Seminar Room B10 (Basement)

Alexandra House, 17 Queen Square, London, WC1N 3AR

 

 

Re-Examining the Local Statistics of Images and Their Implications for Early Visual Processing

 

A well-known series of results over the past 15 years has shown that the local statistical  properties of natural images are best decomposed using local oriented operators.  These operators, obtained using Independent Components Analysis (ICA) or maximization of response sparsity, have been held up as successful examples of predicting the form of early visual processing, especially the receptive field properties of neurons in area V1.  But there are a number of peculiar aspects of these results.

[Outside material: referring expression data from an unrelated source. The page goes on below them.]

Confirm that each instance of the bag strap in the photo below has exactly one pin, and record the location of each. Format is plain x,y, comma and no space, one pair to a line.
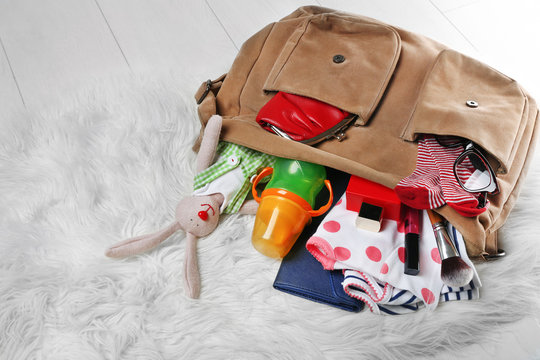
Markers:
206,101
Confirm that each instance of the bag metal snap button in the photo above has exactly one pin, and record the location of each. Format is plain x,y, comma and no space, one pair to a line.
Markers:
338,59
471,103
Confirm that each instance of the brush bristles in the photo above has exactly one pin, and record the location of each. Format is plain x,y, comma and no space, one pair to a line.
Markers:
455,272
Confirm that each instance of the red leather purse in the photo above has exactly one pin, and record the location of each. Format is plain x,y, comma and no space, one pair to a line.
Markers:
303,119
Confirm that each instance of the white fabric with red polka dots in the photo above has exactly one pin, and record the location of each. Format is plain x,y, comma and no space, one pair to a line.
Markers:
380,256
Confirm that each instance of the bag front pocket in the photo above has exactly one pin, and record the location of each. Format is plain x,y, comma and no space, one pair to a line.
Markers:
463,97
338,61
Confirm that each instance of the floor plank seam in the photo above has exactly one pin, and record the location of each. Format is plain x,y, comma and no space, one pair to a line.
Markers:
12,72
112,34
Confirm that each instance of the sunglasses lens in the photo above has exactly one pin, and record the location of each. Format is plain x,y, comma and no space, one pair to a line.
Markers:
449,141
473,173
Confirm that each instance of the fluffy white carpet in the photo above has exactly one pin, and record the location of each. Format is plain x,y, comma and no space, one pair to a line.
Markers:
112,163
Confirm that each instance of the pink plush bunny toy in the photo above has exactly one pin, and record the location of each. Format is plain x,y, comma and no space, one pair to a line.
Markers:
198,215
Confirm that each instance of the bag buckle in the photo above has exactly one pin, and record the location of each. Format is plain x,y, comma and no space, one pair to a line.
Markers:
206,91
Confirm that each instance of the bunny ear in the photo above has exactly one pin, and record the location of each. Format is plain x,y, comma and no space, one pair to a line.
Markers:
209,143
142,243
192,279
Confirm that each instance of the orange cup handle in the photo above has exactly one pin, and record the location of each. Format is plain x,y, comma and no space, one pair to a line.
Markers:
326,207
264,173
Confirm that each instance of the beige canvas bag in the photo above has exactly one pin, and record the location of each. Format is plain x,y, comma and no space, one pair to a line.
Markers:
400,84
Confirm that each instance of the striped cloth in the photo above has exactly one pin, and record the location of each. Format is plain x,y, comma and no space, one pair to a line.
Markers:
433,183
383,298
373,263
229,157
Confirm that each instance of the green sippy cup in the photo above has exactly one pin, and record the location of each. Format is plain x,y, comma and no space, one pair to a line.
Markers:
286,204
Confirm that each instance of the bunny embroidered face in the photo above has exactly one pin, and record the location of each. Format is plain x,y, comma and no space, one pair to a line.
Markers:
199,215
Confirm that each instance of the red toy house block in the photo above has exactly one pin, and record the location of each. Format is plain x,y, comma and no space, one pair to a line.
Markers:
362,190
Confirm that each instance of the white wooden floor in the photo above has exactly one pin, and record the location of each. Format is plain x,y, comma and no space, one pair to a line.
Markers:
52,48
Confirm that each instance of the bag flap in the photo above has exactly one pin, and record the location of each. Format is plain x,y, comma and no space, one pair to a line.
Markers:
466,98
339,61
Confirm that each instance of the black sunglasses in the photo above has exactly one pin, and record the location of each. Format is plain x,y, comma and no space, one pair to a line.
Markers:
471,169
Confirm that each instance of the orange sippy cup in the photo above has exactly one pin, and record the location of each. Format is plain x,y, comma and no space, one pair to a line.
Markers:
285,205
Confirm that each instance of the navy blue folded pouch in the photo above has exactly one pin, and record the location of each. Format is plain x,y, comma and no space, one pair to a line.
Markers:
302,275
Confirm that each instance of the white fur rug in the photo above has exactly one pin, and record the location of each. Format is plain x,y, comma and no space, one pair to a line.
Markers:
111,163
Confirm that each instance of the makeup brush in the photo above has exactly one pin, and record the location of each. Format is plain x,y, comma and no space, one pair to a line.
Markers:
454,271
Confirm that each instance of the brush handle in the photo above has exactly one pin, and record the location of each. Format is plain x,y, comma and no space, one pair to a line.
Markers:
446,246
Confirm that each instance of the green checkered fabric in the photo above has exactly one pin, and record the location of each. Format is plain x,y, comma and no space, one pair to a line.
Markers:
231,156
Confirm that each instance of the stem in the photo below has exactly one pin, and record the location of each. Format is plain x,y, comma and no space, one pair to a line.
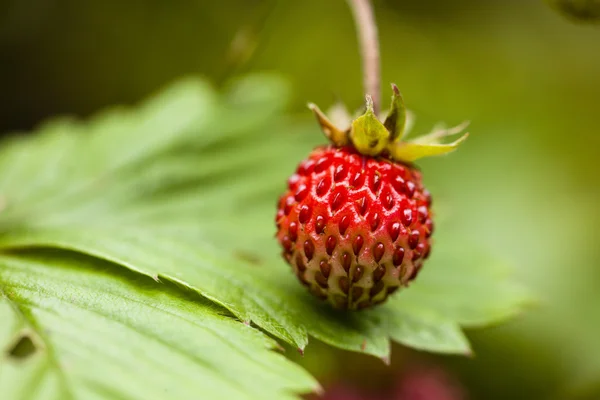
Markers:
366,26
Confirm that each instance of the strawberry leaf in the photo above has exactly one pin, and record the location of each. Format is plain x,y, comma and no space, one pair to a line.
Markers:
182,189
79,328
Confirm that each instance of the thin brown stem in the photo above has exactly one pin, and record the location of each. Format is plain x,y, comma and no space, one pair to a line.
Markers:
366,27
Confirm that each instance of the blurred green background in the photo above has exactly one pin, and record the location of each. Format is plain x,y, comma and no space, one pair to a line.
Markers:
525,185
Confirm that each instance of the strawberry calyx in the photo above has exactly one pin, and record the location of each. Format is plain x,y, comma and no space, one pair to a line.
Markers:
371,137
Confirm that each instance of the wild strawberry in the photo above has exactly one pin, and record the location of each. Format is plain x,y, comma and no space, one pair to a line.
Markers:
355,223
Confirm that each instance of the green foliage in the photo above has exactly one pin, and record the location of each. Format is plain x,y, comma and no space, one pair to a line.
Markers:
110,229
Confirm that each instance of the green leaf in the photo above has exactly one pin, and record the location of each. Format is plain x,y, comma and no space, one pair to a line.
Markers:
87,331
198,209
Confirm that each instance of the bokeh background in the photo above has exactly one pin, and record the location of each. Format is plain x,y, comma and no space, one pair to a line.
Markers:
525,186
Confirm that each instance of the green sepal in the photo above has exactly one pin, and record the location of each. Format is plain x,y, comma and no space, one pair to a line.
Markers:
395,122
368,135
336,136
411,151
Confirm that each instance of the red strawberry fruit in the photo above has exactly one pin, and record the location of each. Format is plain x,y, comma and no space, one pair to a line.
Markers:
355,223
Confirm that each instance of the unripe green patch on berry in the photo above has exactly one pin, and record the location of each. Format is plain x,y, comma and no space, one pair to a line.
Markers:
354,228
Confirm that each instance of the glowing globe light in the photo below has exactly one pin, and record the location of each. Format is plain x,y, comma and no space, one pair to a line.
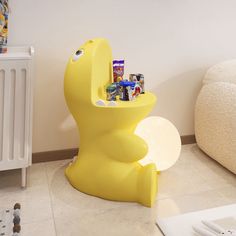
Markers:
163,142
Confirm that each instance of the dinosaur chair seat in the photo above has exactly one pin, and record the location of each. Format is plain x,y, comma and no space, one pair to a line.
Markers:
107,164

First, the responses of the obtained operators are far from independent, and are at most only slightly more sparse than those of random filters. Second, the description of V1 responses is primarily constructed on a substrate of linear filtering, and ignores the fact that the retina and LGN both contain significant nonlinear elements.  I'll re-examine this problem, with a goal of efficiently encoding the image data by transforming to a new representation whose components are statistically independent, coupled with a regularizing principle that favors solutions that minimally distort the data.  I'll argue that the local statistics of images are poorly fit by the source model associated with Independent Components Analysis, and should be described  using elliptically symmetric densities. For this source model, I'll show that the optimal solution for generating independent responses consists of non-oriented (center-surround) filtering followed by a compressive nonlinearity, more closely analogous to the behaviors of retina than V1.  And I'll show empirically that this transformation greatly outperforms ICA or sparse component methodologies in reducing redundancy.